改訂新版 世界大百科事典 「麒麟麦酒」の意味・わかりやすい解説
麒麟麦酒[株] (きりんビール)
ビール業界の大手メーカー。明治初期,アメリカ人醸造技師W.コプランドが横浜山手の外人居留地に設立したスプリング・バレー・ブルワリーに源を発する。日本最初のビール事業とされる彼の事業はその後経営難におちいり,1885年イギリス人J.ドッズとT.B.グラバーらが中心となり,岩崎弥之助,後藤象二郎,渋沢栄一などにも協力を呼びかけ設立された香港法人のジャパン・ブルワリー・カンパニー・リミテッドに引き継がれた。88年〈麒麟〉のブランドでビールを発売,翌89年麒麟の図柄を新デザインに切り替えた。これはほぼそのまま現在に引き継がれている。1907年同社のブランド〈キリンビール〉の一手販売権をもっていた明治屋の社長米井源治郎ら三菱系の人々が中心となり三菱合資会社社長岩崎久弥の援助を得て,ジャパン・ブルワリーを買収し,麒麟麦酒を創立(当時のシェア19%)した。28年キリンレモンの製造を開始。

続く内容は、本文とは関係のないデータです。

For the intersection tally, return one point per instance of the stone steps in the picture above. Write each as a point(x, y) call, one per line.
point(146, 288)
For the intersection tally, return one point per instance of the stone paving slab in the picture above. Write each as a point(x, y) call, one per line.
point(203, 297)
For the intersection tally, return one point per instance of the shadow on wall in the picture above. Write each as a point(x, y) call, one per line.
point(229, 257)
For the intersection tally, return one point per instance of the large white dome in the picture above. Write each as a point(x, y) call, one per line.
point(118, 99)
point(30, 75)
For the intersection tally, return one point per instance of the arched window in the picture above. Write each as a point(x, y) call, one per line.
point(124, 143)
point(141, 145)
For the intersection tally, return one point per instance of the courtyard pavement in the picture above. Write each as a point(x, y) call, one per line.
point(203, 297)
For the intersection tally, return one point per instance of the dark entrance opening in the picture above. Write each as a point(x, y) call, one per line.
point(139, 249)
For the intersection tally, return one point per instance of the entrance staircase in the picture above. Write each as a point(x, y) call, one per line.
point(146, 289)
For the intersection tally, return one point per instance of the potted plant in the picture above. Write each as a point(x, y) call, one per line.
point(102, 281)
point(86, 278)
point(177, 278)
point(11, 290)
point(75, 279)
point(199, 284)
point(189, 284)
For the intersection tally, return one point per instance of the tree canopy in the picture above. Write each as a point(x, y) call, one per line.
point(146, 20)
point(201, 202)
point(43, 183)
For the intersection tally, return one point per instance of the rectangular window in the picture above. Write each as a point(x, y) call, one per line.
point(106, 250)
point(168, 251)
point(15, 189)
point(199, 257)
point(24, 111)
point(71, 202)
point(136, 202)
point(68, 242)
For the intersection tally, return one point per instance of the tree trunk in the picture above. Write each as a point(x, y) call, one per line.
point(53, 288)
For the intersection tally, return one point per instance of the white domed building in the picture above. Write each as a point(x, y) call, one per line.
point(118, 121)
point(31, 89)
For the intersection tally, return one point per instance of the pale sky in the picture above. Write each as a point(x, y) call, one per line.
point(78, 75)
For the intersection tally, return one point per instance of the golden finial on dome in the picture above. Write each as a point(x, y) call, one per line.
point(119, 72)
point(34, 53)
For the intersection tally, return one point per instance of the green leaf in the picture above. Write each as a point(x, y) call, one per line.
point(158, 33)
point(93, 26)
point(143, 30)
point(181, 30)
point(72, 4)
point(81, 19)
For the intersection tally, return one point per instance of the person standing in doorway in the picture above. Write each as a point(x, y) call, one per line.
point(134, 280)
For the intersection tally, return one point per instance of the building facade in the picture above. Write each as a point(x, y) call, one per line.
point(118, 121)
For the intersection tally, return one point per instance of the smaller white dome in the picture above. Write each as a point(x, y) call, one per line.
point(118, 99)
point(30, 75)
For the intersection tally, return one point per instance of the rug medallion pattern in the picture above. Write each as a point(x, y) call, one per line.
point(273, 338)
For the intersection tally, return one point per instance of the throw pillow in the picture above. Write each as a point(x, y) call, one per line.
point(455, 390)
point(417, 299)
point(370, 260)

第2次大戦前のビール業界は大日本麦酒が70%超のシェアを握り,麒麟麦酒のシェアは25%程度にすぎなかった。戦後の麒麟の躍進は,49年に大日本麦酒が過度経済力集中排除法の適用を受け,日本麦酒(現在のサッポロビール)と朝日麦酒(現在のアサヒビール)に分割されたことが契機となった。麒麟はこの分割で日本,朝日の両社とほぼ肩を並べることができるようになり,その後はブランドが戦前から一貫していること,工場配置が適正だったことという有利な条件のもと,日本,朝日の対立の間隙をぬって年々シェアを拡大し,トップ・メーカーの地位を築いたが,アサヒビールの伸びに追われ,現在はビールのシェアは2位。ビールなどの酒類,飲料の売上比率が圧倒的に高いが,バイオ,医薬分野を中心に多角化に取り組んでいる。資本金1020億円(2005年12月),売上高1兆6322億円(2005年12月期)。